Explorer Brent Tracy was wounded in the elbow in the cross-fire. But Settle's
canine partner, a 5-year-old German shepherd named Urk, was killed by one of the
assailant's 12-gauge slugs. Yesterday in Superior Court, Robert Quintero, 34, of
Vista was ordered to stand trial Aug. 14 on attempted murder and other charges.

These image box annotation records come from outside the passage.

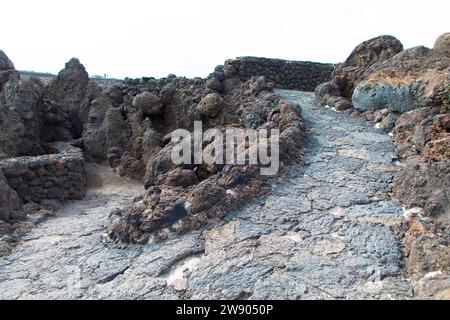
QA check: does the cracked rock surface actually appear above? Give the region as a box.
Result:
[0,90,412,299]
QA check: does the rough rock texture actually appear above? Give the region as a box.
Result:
[0,50,14,71]
[0,170,21,221]
[0,78,45,158]
[227,57,334,91]
[0,92,414,300]
[0,144,86,203]
[0,50,19,91]
[316,33,450,298]
[433,32,450,58]
[332,36,403,99]
[42,58,97,141]
[101,74,304,243]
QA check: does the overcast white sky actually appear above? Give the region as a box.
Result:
[0,0,450,77]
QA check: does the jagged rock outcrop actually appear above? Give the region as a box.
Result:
[96,66,304,242]
[433,32,450,57]
[43,58,99,141]
[316,33,450,297]
[0,170,22,222]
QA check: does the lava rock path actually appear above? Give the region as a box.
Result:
[0,90,412,299]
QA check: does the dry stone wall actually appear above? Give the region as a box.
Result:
[0,143,86,203]
[226,57,334,91]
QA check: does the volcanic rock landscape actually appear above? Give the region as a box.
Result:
[0,33,450,299]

If convicted, he faces life in prison, prosecutor Steven Carver said. Quintero
led investigators to the shotgun after his arrest Jan. 19, said sheriff's
Detective Christopher Serritella. "I'm pretty much screwed," Quintero said when
asked where the shotgun was, the detective testified. "I'm going to go ahead and
tell you." Investigators found a trail of shotgun shells leading from Quintero's
1991 Ford Explorer across the freeway, Serritella testified. A case containing
79 shells was found in the Ford, and a fanny pack in bushes near his home
contained about 50 shells, he said. Defense lawyer Michael Earle doesn't dispute
Quintero fired the shots, but he said in an interview yesterday the case doesn't
amount to attempted murder. He said Quintero was despondent over a relationship
and shot a tree in a canyon, shots to which Settle was responding. Earle said
it's unclear whether Settle's patrol car was occupied when Quintero fired the
first shot. Tracy testified he was exiting the car when he heard the first shot.
He said he got back in and slouched under the dashboard for cover. During the
volley of gunfire, he said he felt a burning sensation in his forehead. Doctors
later recovered a piece of metal an expert said probably came from ammunition.
Tracy got out again and was crawling on the ground alongside the patrol car when
one of the bullets fired by Settle accidentally hit him, authorities said.
Settle said that after the initial round of gunfire, he opened Urk's door by
remote control and chased Quintero, who jumped a fence and ran across eastbound
freeway lanes before shooting again from the median. Quintero then ran across
westbound lanes and jumped over another fence, Settle said. When he returned to
his patrol car, Urk was lying on the street. "He was dead," Settle said.